If you practice a particular profession (such as architecture or journalism) it’s also worth looking up their industry groups online. Many have working groups that meet on a monthly or bi-monthly basis to coordinate events and projects. Importantly, if German is the common language for the majority, there will be little chance of defaulting to English!

In these slightly less business-like environments, you might find that participants tend to address each other with the informal du and euch (you and you-plural). However, meetings are likely to still follow a relatively formal structure, giving you exposure to typical protocol and behavior, though in a friendlier environment than a strictly business context.

Shaking hands is a typical way to greet one another. Don’t be surprised, though, if you have to make the first move when it comes to introductions. This initial reservation towards strangers is usually quickly overcome by a friendly smile and greeting on your part.

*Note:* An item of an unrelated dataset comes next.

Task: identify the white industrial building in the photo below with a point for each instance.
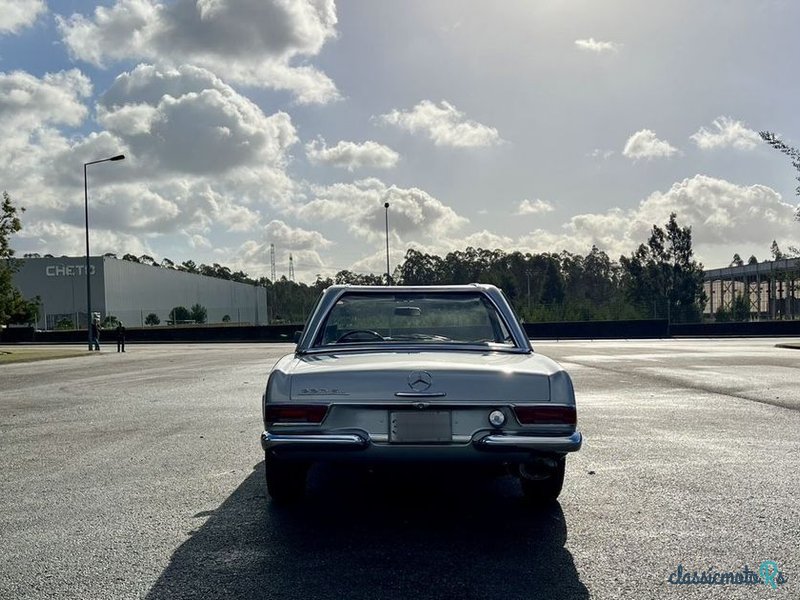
(131, 291)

4. Prepare for Business Meetings and Interviews in German

The following tips will get you prepared for meetings and interviews in German.

Use the formal address

Always use Sie instead of du with strangers in a business context—usually with employers and often with colleagues too—just take your cue from the way you are addressed. And remember that people will often introduce themselves by their last name only, like “Ich bin Müller,” or just Müller, which is best not responded to with a “Hi, Müller!” It would be appropriate, however to say “Es freut mich, Sie kennenzulernen” (It’s a pleasure to meet you).

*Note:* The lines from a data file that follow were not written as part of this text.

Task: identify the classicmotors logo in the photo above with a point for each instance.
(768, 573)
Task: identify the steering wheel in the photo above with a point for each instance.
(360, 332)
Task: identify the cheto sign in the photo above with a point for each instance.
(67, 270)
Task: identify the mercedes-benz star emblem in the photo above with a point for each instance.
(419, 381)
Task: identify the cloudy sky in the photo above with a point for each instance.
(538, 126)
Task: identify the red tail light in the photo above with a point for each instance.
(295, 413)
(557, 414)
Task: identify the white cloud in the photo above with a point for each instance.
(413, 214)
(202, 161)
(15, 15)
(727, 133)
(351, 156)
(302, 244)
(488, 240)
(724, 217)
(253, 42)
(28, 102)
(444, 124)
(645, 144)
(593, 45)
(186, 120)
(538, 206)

Prepare and practice a Selbstdarstellung (personal introduction)

This is essential for a Vorstellungsgespräch (job interview), but also a worthwhile exercise ahead of business encounters with new colleagues and clients generally. How much you say and how you say it will vary, depending on whether you’re really “selling” yourself or just meeting someone new. For a job interview, you would cover who you are, what skills you have and what your goals are. A clear suggested outline and example is provided here.

Prepare an agenda in German

A good starting point for tackling a meeting is to take responsibility for preparing the Agenda in advance. Use an example for reference, whether from your office, or online. In this way, you’ll arrive much better prepared to follow the meeting. Here’s some useful Agenda vocabulary:

  • Datum/Zeit/Ort (Date/time/place)
  • Teilnehmer (Attendees)
  • Gegenstand (Purpose)
  • Begrüßung (Welcome)
  • Thema (Theme/subject)
  • Aktion (Action)

If you want to kick things up to the next challenge level, try writing the Protokoll (meeting minutes)!

Ultimately, speaking business German is not just a matter of learning vocabulary, but also the nuances of German cultural norms and interactions in the workplace—an understanding which will come with time and experience.

Use the approaches described here to practice effectively and speed up your progress. You’ll be making strides in the world of business German before you know it!